Enjoy the freedom of towing your car it makes life much easier. _That should open a can of worms!_
p-c


----------



## steco1958

p-c said:


> _That should open a can of worms!_
> p-c


 :roll:


----------



## Chrisgd

p-c said:


> Hi
> I have an A frame on a Golf convertible, so not a light car. MH is a 2004 plate 2.8 JTD. I cruise on motorways, here and the continent, at the speed limit and have exceeded it quite easily. I have towed over the alpine passes and happily wandered down the back roads in France and Italy.
> Whilst I have thought about a remap as yet I have not found a need for it. I would suggest that you try with the A frame and no remap first. That way you may save your money. Fuel savings on a remap is another issue!
> Enjoy the freedom of towing your car it makes life much easier. _That should open a can of worms!_
> p-c


Thanks for the comments, have to say, I'm already getting a bit fed up with changing up and down when ever I encounter the smallest of hills!!


----------



## Chrisgd

I've had a quote from wow tuning for £299 and a quote from More BHP in Crewe their quote was a lot cheaper at £199, 
Anyone know why such a price difference. 


Cheers
Chris


----------



## sideways

wow power are a franchise and are all over the country they have a good reputation, i have been very happy with mine.


----------



## Zepp

WoW power did mine at one of the motorhome shows very happy with it ( 2.8 JTD )



Paul


----------



## blackbirdbiker

Here's the can of worms.................
In a previous thread the same question was asked, my 2.8jtd ended up with very poor fuel consumption so I had the original mapping re-installed. 8O 

Keith


----------



## Mrplodd

I have a 3 litre (4 tonne MH) thats been re-mapped by WOW tuning(by previous owner) power (BHP) and torque are up by 27% !!! 
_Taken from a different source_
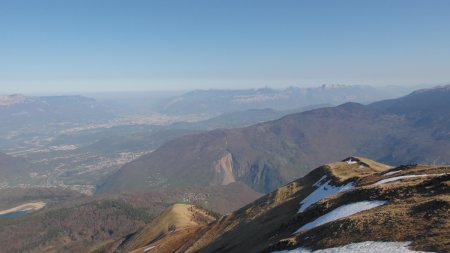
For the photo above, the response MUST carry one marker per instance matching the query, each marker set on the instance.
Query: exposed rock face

Thats nearly 200BHP on tap now. I dont need to change gear very much, evem with Smart cra and trailer behind. I have not done enough miles to give an accurate MPG figure but its looking like about 26 ish (without trailer) .
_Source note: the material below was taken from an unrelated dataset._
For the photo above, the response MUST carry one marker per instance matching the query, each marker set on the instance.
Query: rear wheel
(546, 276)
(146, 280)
I would not pay for any re-map as the cost (in my opinion) does not make economic sense. You MAY get better MPG but human nature being what it is if you have got more grunt under the bonnet you are going to use it. Even if you do get better mpg its going to take a LOT of miles to save nearly 300 quid :wink:


----------



## BwB

And... Make sure your clutch is in good order. I forget the number of times I've read people complaining about clutch slip after having more BHP mapped in. If you're towing too that could be doubly important.


----------



## Geofers

I have a device from www.energytuning.co.uk which you can turn on or off with various settings i.e. more BHP, more torque or economy.
I just switch it on (turn the wick up ) when towing our Panda.The van is a 2.2 100bhp Fiat , and copes well towing.


----------



## Mrplodd

BwB

A very good point !!! 

My last MH was a 2.2 that had been re-mapped and I did experience clutch slip once !!! That was when I was at low road speed in a high gear and couldnt be ****ed to change down so just floored it to climb a gradient, the engine torque overcame the clutch and it slipped momentarily :? 

From that point on I ALWAYS changed down in plenty of time and kept the revs around the 1750-2000 mark, never had clutch slip after that.


----------



## Johnwr

*Performax Remapping*

Hi Chris

Just had my van remapped by Paul Archer of the above company very professional excellent service and a great difference in the driving performance. The company web site is www.customremapping.co.uk tel 07521072984.

Regards
Johnwr


----------



## roxie

I fitted a c.r tech tuning box about 80 pounds of fle bay.


----------



## Markt500

Had the Hymer (2.8 JTD)done a couple of months ago through Quantum Tuning. Really pleased with the results - noticeably more torque and no loss off mpg (and no clutch slip). Would recommend...


----------